Don't the last 2 sentences contradict what the text below says
about WG documents? I.e., we can have a WG document not going
to STD track, such as EXP, BCP, or even INFO (as in ISIS).

I guess I see a document being within the IETF STD process and
a doc within an IETF WG as two independent statuses, both requiring
the right to produce derivative works.

>    The right to produce derivative works is required for all IETF
>    standards track documents and for most non-standards track documents.
>    There are two exceptions to this requirement:  documents describing
>    proprietary technologies and documents that are republications of the
>    work of other standards organizations.
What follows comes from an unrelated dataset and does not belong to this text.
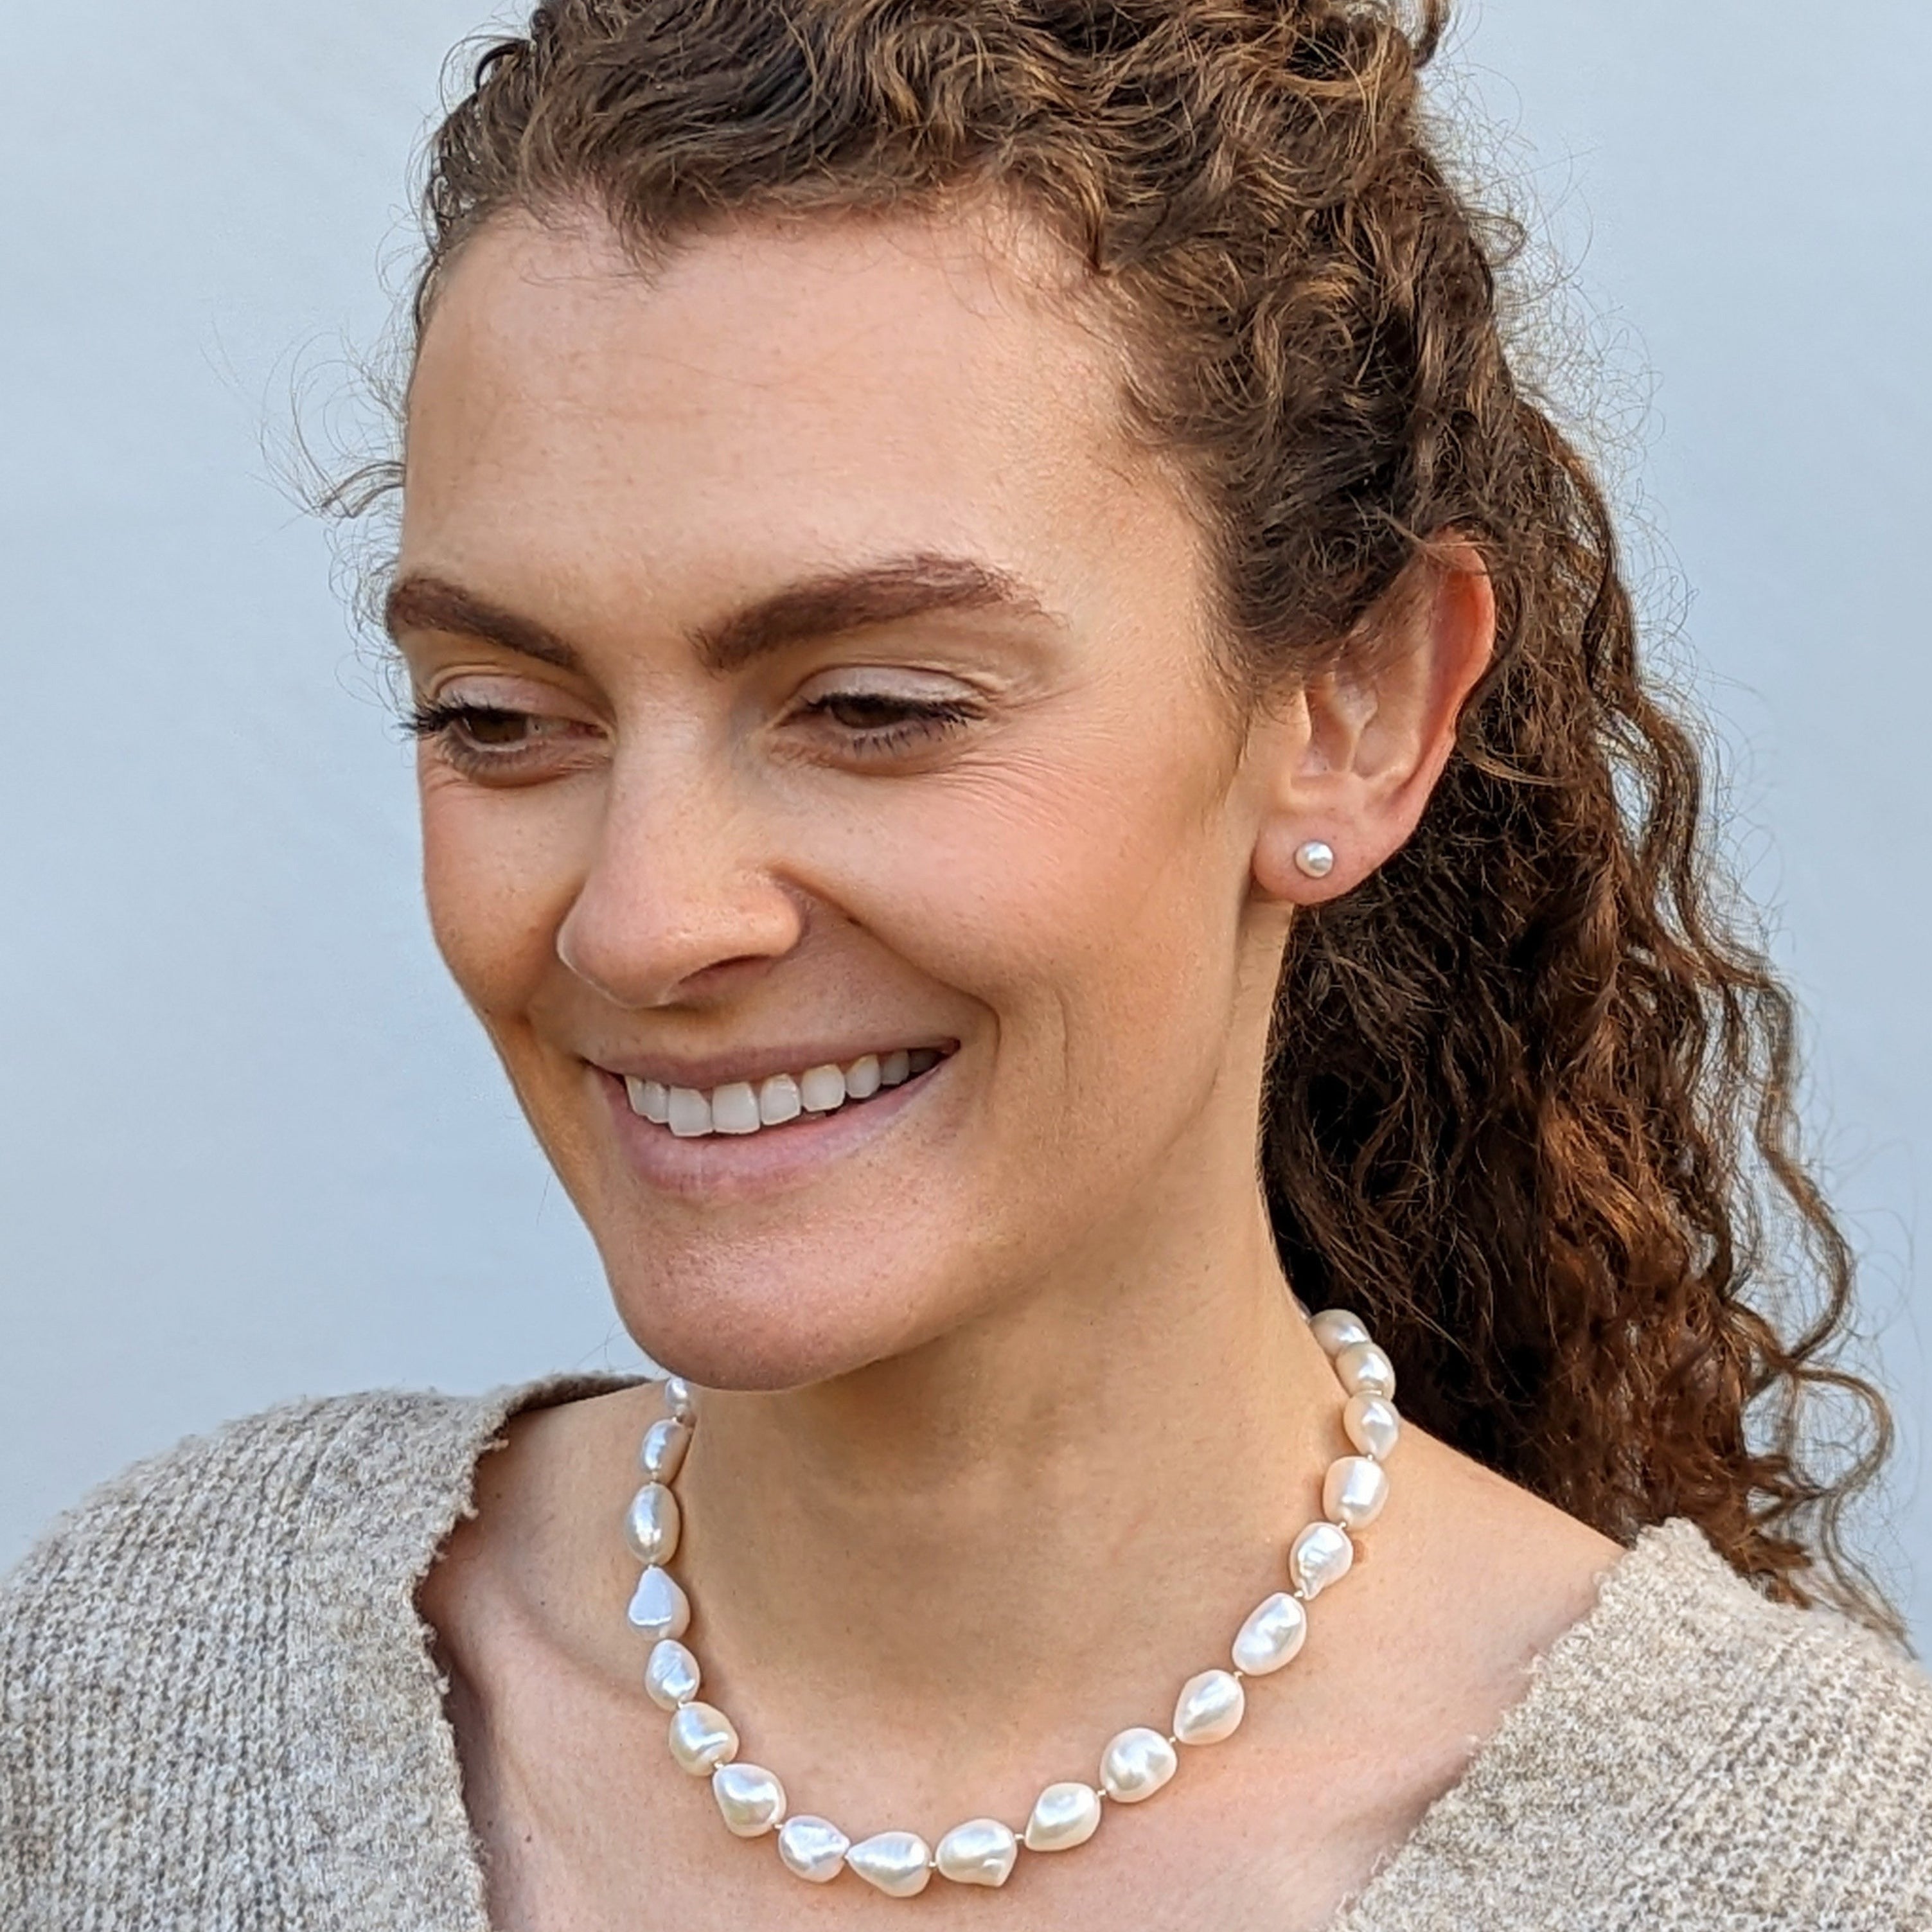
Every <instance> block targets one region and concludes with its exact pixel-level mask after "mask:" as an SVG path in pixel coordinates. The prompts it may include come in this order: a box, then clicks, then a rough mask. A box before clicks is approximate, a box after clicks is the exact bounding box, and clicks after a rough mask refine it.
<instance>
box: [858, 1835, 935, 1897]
mask: <svg viewBox="0 0 1932 1932" xmlns="http://www.w3.org/2000/svg"><path fill="white" fill-rule="evenodd" d="M846 1864H850V1866H852V1870H854V1872H858V1876H860V1878H864V1880H866V1884H867V1886H877V1888H879V1889H881V1891H883V1893H885V1895H887V1897H889V1899H910V1897H916V1895H918V1893H920V1891H923V1889H925V1886H927V1882H929V1880H931V1876H933V1855H931V1849H929V1847H927V1843H925V1839H923V1837H920V1835H918V1832H881V1833H879V1835H877V1837H867V1839H864V1841H862V1843H858V1845H854V1847H852V1849H850V1851H848V1853H846Z"/></svg>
>    The right to produce derivative works must be granted in order for an
>    IETF working group to accept an IETF Contribution as a working group
>    document or otherwise work on it.  For non-working group IETF
>    Contributions where the Contributor requests publication as a
>    standards track RFC the right to produce derivative works must be
>    granted before the IESG will issue an IETF Last-Call and, for most
>    non-standards track documents, before the IESG will consider the
>    Internet-Draft for publication.

>    Occasionally a Contributor may not want to grant publication rights
>    or the right to produce derivative works before finding out if an
>    IETF Contribution has been accepted for development in the IETF
>    Standards Process.  In these cases the Contributor may include the
>    Derivative Works Limitation described in Section 5.2 and the
>    Publication Limitation described in Section 5.3 in their IETF
>    Contribution. A working group can discuss the Internet-Draft with the
>    aim to decide if it should become a working group document, even
>    though the right to produce derivative works or to publish as a RFC
>    has been yet granted. If the IETF Contribution is accepted for

has _not_ yet

>    development the Contributor must then resubmit the IETF Contribution
>    without the limitation notices before a working group can formally
>    adopt the IETF Contribution as a working group document.

Observation: this essentially means that Natalia will need to check
that each WG document allows derivative works. I like it.